If you are using a closed stub on the transmission line, then \$Z_L\$ is 0 which results in \$Γ\$ being -1. A total negative reflection occurs. If you are using an open stub then \$Γ\$ becomes 1. A total reflection occurs.
For a rope, \$Z_S\$ is the impedance of the rope the signal is entering and \$Z_L\$ is the impedance of the other thing connecting it. If you try to whip the rope when the other end of the rope is connected to something fixed, like a building, then the impedance of the wall is 0, \$Γ\$ becomes -1 and you get a total reflection. If you whip and there's nothing connecting the other end of the rope then you get a total reflection. Right, nothing weird.
So the same equations can be used for both waveform mediums.

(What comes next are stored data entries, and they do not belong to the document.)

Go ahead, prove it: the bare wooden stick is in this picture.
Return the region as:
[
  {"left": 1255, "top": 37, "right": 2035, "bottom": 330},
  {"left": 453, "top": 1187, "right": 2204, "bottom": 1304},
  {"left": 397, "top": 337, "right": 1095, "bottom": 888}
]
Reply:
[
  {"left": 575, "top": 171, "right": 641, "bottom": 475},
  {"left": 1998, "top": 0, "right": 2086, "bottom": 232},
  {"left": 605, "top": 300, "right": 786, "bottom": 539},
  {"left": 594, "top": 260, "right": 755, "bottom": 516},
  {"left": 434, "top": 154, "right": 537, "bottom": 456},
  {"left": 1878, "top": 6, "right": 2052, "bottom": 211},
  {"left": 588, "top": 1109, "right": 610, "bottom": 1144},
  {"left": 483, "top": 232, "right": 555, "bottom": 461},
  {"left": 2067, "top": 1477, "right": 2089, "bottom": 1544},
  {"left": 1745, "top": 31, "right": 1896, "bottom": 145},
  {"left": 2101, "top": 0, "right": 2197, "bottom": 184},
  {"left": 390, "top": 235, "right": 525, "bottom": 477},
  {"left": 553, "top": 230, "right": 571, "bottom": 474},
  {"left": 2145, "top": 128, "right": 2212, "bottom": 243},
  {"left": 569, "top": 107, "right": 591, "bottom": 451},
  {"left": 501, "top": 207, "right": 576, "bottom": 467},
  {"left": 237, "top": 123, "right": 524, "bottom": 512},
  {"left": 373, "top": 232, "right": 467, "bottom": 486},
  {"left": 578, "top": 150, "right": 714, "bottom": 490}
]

Here's an image of a rope being whipped, at the point where the rope goes from thin to thick, the \$Γ\$ is calculated which describes what should happen to the wave, how much that should be reflected back and how much that should go through.
As you can see with the red arrow, going from a thick medium to a thin medium increases the amplitude, and that's why a whip works, because you hold in the thick end and the whip gets smaller and smaller which makes the amplitude of the wave so much higher and higher, amplified several hundreds of times.
In a transmission line, the same thing happen as in the above image if you got two transmission lines facing each other with different impedances.
Now, here's waldo, if I want to make a physical whip with a rope then I make sure to make the \$Z_S\$ to decrease from my handle to the other end of the rope, or I make \$Z_L\$ larger. Because then the red arrow effect in the image above appears. If I want the same thing to happen with my voltage in a conductor, I should do the same thing. How would that electrical whip look like?
I'm imagining that it would look like some kind of triangle /\ and at the bottom of the /\ triangle you apply some small voltage and at the top you get a massive voltage and possibly some corona appears if I would pulse a 9V battery to it. It would be wound in aluminum foil which would be grounded. Otherwise it's not a transmission line.
Another waldo appears, the reason for why I'm interested in this is because I've never seen any whip effect happen in a conductor, where a voltage grows larger and larger and larger the further it propagates the line. Also I'm a little bit certain that a directional antenna use the whip effect, though I'm not sure at all. And I would use it to turn pulses into ultra tall pulses to see if I can turn on MOSFET's ultra fast, much faster than what they are specified for.
EDIT1
Here's my understanding of how to design an "electrical whip".
I assume I need to shield it like a coaxial cable in order for it to act like a transmission line. And if I close the switch for a brief second => send a pulse, then \$V_x\$ should read something much higher than 5V. If it would've been a coaxial cable then it would've been close to 10 volt. Let's just say that the resistance at the end has the value 10k ohm. I'm mismatching the impedances on purpose.
It's a shame that I can't test this out right now.
EDIT2
Ferrite doesn't have high permittivity as far as I'm aware. Though it got high permeability
Copper powder got quite high permittivity because of the surface area and distance between the powder is small. Any conducting metal that is not iron or steel can be used as a powder instead for the copper powder I assume. Copper is chosen because of low permeability. The powder must not touch each other.
The electric whip got high permittivity at one end and high permeability at the other end.